Den von Z.________ hiergegen eingereichten Rekurs wies das Obergericht (II. Zivilkammer) des Kantons Zürich als obere kantonale Aufsichtsbehörde am 20. Dezember 2001 seinerseits ab, soweit darauf einzutreten war.
Z.________ nahm diesen Beschluss am 3. Januar 2002 in Empfang. Mit einer vom 14. Januar 2002 datierten Eingabe führt er Beschwerde an die Schuldbetreibungs- und Konkurskammer des Bundesgerichts. Er beantragt, den Entscheid des Obergerichts aufzuheben und die kantonale Instanz anzuweisen, die Sache in einem den Bestimmungen von Art. 6 EMRK und Art. 14 Abs. 1 des Internationalen Pakts über bürgerliche und politische Rechte vom 16. Dezember 1966 (UNO-Pakt II; SR 0.103. 2) entsprechenden Verfahren neu zu beurteilen. Ausserdem ersucht er darum, ihm für das bundesgerichtliche Verfahren eine Parteientschädigung zuzusprechen und einen unentgeltlichen Rechtsbeistand zuzugestehen.
Das Obergericht hat ausdrücklich auf Gegenbemerkungen zur Beschwerde verzichtet.

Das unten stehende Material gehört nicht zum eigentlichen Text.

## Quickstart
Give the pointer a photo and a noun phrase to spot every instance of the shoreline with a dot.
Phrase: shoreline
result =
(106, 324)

Andere Vernehmlassungen sind nicht eingeholt worden.
Mit Urteil vom 5. März 2002 hat die II. Zivilabteilung des Bundesgerichts erkannt, dass auf die staatsrechtliche Beschwerde, die der Beschwerdeführer gegen den obergerichtlichen Beschluss vom 20. Dezember 2001 ebenfalls eingereicht hatte, nicht eingetreten werde.
2.- Der erste Tag der Zehn-Tage-Frist von Art. 19 Abs. 1 SchKG war der 4. Januar 2002, der letzte der 13. Januar 2002.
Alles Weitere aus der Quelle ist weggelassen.